Although tax administrations are likely to contest allocating unexpected upsides to low-functionality entities that just provide and control the funding, typical multinational enterprises include a number of participants in the so-called DEMPE functions (development, enhancement, maintenance, protection, exploitation) that arguably would claim the unexpected upsides. We discuss in the valuation methodologies section the increased pressure to use a global profit split to allocate unexpected upsides. It is not clear that tax administrations will apply the same pressure when it comes to splitting unexpected losses but, aside from the valuation issue, there is the more fundamental issue that taxpayers face a significant amount of uncertainty as to what position various tax administrations will take in claiming a right to tax unexpected upsides of intellectual property development and exploitation. The purpose of the transfer pricing guidelines is to provide a framework that alleviates that uncertainty and provides reasonable certainty as to the outcome of transactions, including whether or not they will be respected.
Timeline of adoption
As noted above, the OECD's final report on Actions 8-10 of the BEPS Action Plan indicates that it is mainly a better explanation (or a clarification) of the arm's-length principle and, as such, we should expect taxpayers and tax administrations to start applying the guidance immediately. This does not necessarily mean that all revisions to the transfer pricing guidelines will necessarily be effective immediately. Indeed, we now understand that there will be specific start dates for the guidance on hard-to-value intangibles, low-value-adding services and, we assume, cost contribution arrangements. The choice of dates will be discussed by the OECD's Working Party 6 as part of its work on implementation. This work is expected to take place primarily in 2016.
The revised draft Chapter VI begins by endorsing the arm's-length principle and the guidance in Chapters I-III (para 6.1-3). Therefore, everything that follows in Chapter VI must be read in the context of the arm's-length principle – what actually happens between unrelated parties.
Section A of the revised Chapter VI defines an intangible in paragraph 6.6 as "…not a physical asset or a financial asset, which is capable of being owned or controlled for use in commercial activities, and whose use or transfer would be compensated had it occurred in a transaction between independent parties in comparable circumstances".
Anything falling short of that definition may be taken into account in a comparability analysis, but it is not an "intangible" for purposes of the guidance. In commercial terms, anything meeting these conditions is "intellectual property", but that commercial term is not used. That is unfortunate, as the guidance could be clearer – and more concise – if it did.
The inclusion of the phrase "owned and controlled" as part of the definition of an intangible leads us to consider the legal nature of IP. Because intangibles have no physical form, ownership and control are achieved by the creation of a monopoly over use, which only the state can do, in the form of intellectual property law and/or contract law. Unhelpfully, paragraph 6.8 notes that "legal, contractual, or other forms of protection" may affect the value of an item, but claims that the existence of such protection is not necessary for the item to be characterised as an intangible. However, without "protection" the item cannot be "controlled" and therefore it cannot be an intangible under paragraph 6.6. This confusion is likely to lead to controversy in identifying intangibles.

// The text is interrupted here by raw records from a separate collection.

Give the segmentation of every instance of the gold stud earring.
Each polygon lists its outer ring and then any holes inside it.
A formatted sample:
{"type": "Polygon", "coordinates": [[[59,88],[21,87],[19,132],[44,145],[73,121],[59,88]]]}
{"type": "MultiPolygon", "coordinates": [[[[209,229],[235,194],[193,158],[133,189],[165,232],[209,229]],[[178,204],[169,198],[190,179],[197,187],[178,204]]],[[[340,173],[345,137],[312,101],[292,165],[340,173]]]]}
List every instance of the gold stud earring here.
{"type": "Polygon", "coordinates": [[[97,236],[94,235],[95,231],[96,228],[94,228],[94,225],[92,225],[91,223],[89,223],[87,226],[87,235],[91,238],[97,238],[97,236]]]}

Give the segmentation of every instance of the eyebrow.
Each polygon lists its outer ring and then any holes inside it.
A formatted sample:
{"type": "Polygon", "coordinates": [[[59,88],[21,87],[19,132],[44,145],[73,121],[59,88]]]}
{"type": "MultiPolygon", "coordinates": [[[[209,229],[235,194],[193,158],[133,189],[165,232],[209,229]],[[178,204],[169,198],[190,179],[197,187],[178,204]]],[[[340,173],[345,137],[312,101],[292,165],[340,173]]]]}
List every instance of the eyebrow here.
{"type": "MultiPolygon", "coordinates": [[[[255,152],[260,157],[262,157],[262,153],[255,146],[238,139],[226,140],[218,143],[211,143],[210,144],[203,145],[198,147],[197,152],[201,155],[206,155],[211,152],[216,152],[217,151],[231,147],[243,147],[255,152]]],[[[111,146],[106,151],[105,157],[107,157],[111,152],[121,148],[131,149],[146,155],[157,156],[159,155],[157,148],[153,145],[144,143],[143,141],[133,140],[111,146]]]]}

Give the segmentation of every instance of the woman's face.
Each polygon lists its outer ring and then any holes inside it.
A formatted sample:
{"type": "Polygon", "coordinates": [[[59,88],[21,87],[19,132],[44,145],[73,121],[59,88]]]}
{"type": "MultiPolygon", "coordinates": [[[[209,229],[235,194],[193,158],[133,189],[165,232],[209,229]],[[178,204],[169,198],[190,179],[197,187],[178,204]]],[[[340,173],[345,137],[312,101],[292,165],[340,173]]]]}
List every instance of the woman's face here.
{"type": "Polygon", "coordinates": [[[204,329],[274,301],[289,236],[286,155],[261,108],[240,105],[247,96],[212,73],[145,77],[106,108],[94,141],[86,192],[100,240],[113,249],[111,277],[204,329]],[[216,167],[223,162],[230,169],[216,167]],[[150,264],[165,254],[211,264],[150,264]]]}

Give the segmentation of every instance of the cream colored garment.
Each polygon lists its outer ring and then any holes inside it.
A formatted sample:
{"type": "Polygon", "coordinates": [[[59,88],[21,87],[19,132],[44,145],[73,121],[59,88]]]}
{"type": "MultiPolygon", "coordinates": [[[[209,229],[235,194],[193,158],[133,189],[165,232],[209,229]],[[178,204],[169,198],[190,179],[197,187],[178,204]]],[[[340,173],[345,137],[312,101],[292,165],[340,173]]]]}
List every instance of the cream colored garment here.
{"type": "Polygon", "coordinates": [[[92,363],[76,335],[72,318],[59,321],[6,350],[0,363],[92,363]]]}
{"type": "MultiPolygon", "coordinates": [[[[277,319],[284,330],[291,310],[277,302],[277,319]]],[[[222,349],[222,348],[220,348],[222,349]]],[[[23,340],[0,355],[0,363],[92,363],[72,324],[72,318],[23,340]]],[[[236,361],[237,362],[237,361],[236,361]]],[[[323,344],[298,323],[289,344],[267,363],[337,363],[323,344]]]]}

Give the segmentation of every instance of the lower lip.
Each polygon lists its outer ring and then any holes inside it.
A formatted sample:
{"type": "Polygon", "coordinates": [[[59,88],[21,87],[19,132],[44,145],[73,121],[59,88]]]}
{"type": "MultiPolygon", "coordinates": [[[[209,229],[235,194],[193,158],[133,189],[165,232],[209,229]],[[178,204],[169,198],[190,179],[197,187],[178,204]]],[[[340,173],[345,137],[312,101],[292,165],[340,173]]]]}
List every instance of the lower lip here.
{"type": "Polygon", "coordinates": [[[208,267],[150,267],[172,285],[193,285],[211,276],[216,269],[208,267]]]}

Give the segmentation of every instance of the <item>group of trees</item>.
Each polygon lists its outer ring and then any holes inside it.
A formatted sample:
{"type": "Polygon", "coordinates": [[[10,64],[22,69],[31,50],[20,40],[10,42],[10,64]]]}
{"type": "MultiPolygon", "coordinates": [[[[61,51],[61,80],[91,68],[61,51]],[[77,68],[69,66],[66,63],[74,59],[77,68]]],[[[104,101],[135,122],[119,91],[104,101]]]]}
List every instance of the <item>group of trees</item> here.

The potential for controversy may be significantly reduced by identifying intangibles "with specificity", as instructed in paragraph 6.12. To show that the [assumed] intangible is "owned and controlled" (paragraph 6.6) it is necessary to show that a monopoly exists. The converse is also true: If we show that the [assumed] intangible is not "owned and controlled", then we have shown that it is not an intangible for purposes of the guidance. By diligent analysis to produce work of evidential quality, the scope for controversy may be greatly reduced. For example, suppose that A, a US business, has a patent over a process that it licenses to overseas group member B. The patent expires, but B has used that process in developing a new product or service with such novelty that a new, valuable patent is granted to B. It is sometimes argued that the original work and expired patent must give rise to "platform IP" from which the new idea was developed, and so a fee must be paid by B to A even though the patent has expired. As we are applying the arm's-length principle, would unrelated parties pay a fee either as a general matter or because A would include in its original license to B that it must continue to pay even after expiry of the patent? The answer is simply no, no fee would be due. It is a fundamental tenet of US patent law that there is no fee due once a patent expires, and that to contractually provide otherwise is contrary to the intention of IP law. Moreover, such a clause would be unenforceable (see Kimble v Marvel Entertainment LLC (576 U.S. __, 135 S. Ct. 2401 (2015). Hence, we can prove evidentially that there is no concept of "platform IP" and we can avoid controversy over its existence.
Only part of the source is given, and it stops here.